During the evening on Sunday, in the western sky, the waxing Crescent Moon will be positioned above the large open star cluster known as the Hyades that outlines the triangular face of constellation Taurus, the Bull. The Moon will also sit to the upper right of bright, orange-tinted star Aldebaran. That star, which marks the bull’s left-hand or southerly eye, is less than half as far away as the cluster’s stars. The Moon, Aldebaran, and the Hyades will all fit nicely within the field of view of binoculars.

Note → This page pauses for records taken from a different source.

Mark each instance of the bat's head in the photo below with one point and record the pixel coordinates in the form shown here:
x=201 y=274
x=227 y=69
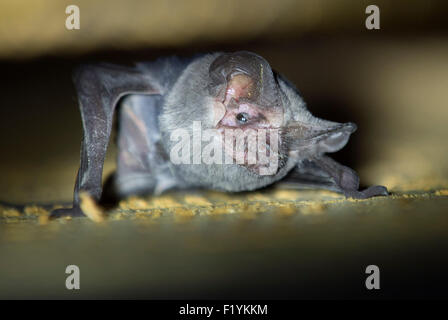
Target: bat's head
x=250 y=97
x=247 y=105
x=258 y=118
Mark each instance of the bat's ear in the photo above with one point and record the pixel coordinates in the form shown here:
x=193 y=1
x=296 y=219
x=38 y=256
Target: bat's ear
x=245 y=75
x=320 y=138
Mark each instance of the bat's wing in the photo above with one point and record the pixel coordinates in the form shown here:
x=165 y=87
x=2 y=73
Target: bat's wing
x=99 y=88
x=325 y=173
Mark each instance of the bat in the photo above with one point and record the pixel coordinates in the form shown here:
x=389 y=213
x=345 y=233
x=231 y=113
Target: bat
x=219 y=92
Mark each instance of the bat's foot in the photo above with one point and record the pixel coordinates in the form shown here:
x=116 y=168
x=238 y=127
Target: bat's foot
x=373 y=191
x=66 y=212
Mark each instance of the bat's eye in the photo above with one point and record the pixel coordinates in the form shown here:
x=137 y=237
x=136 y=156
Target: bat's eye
x=242 y=117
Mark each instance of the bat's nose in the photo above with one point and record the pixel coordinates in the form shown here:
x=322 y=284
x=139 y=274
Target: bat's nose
x=349 y=127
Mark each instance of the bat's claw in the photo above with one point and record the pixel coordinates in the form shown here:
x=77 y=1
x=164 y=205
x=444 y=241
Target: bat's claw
x=373 y=191
x=66 y=212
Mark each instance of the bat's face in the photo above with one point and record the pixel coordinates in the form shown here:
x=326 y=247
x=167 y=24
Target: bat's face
x=259 y=119
x=247 y=109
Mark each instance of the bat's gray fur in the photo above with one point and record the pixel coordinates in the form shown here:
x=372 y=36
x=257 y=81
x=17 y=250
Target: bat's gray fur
x=162 y=96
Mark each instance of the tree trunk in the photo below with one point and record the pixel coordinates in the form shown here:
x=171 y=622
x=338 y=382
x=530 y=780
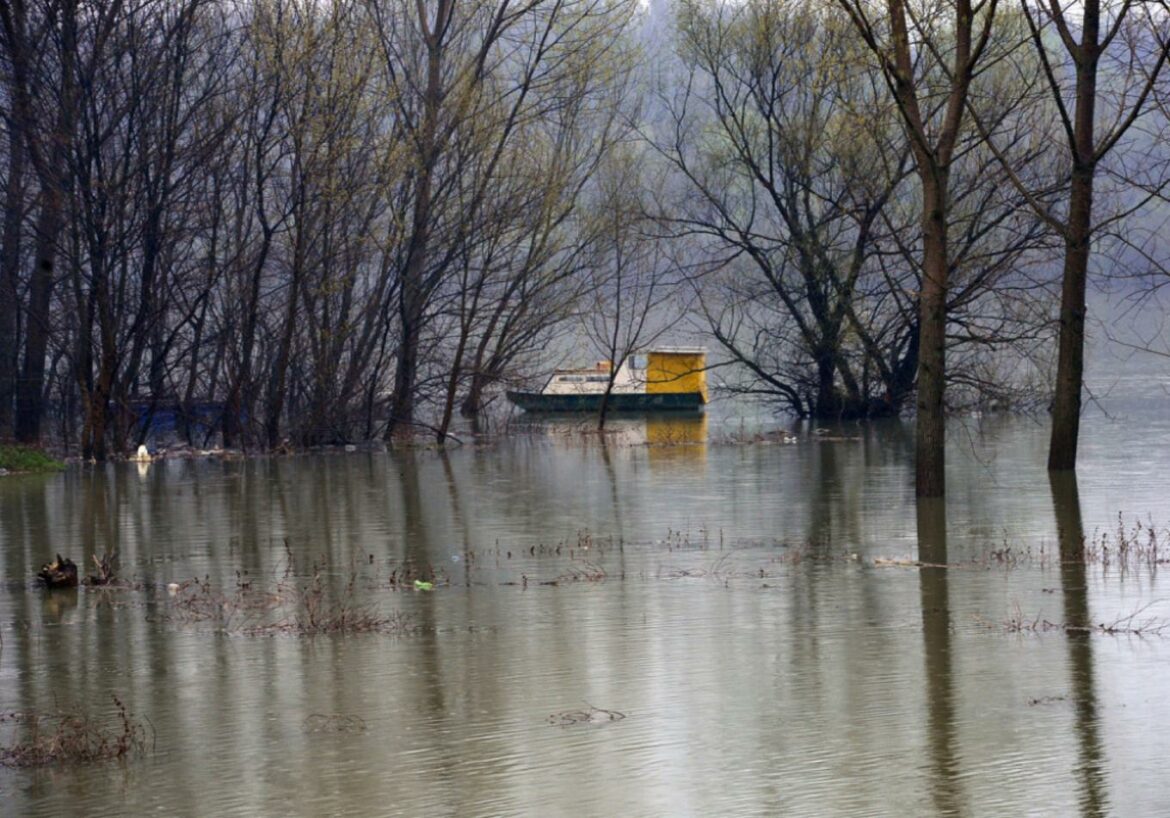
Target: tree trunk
x=9 y=274
x=1066 y=404
x=930 y=428
x=31 y=387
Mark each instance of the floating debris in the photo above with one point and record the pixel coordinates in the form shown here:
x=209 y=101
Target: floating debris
x=335 y=722
x=593 y=715
x=60 y=574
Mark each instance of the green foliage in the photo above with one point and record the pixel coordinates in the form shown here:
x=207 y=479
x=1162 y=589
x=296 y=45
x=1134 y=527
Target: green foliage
x=27 y=459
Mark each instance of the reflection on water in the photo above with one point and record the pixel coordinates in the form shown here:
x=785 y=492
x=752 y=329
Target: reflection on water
x=1074 y=590
x=945 y=789
x=751 y=609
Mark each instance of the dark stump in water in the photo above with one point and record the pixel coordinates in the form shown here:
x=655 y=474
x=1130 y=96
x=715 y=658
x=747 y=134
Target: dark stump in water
x=59 y=574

Venus, at magnitude –4.2, in eastern constellation Pisces, sits high in the west during and after twilight. Venus doesn’t set now until a good 2½ hours after complete dark. In a telescope, Venus appears half lit, and 23 arc-seconds in diameter. It will continue to enlarge in size and wane in phase for the next two months, becoming a dramatically thin crescent in May.

Mars, Jupiter, and Saturn are grouped low in the southeast as dawn begins. Jupiter is by far the brightest and catches your eye first . Little Mars is moving away from Jupiter eastward toward Saturn. Mars is 3 degrees from Saturn this Saturday. They pass each other by 1 degree on Tuesday. Saturn sits 7 degrees lower left of Jupiter.

This weekend, follow Sirius unaided before sunset and follow Vega unaided early into daylight. Sirius, also called the Dog Star, is the brightest star in the Northern Hemisphere’s sky. Its blue-white, –1.4-magnitude glow should be easy to spot in the south as the Sun sets. Sirius A, the star we see easily from Earth, is about twice the mass of the Sun and about 1.7 times as wide. Hidden within its glow is a second, smaller star, called the Pup. This companion, named Sirius B, is a white dwarf smaller than Earth, with the mass of the entire Sun packed into its tiny frame. Sirius B orbits its larger primary roughly once every 50 years. The two are currently more than 10″ apart, a distance that larger amateur instruments at high magnification under excellent atmospheric conditions can discern. The tiny white dwarf is 10 magnitudes fainter than Sirius A.

The Earth Hour takes place this Saturday from 8:30pm to 9:30pm. Earth Hour is a worldwide movement organized by the World Wide Fund for Nature (WWF). The event is held annually encouraging individuals, communities, and businesses to turn off non-essential electric lights, for one hour, from 8:30 to 9:30pm on a specific day towards the end of March, as a symbol of commitment to the planet. It was started as a lights-off event in Sydney, Australia, in 2007. Since then, it has grown to engage more than 7,000 cities and towns across 187 countries and territories to raise awareness for energy consumption and effects on the environment. In light of the latest developments, the Earth Hour global organizing team is recommending all individuals to take part in Earth Hour digitally this year. Go to the website to explore all different ways you can take part online or at home this Earth Hour.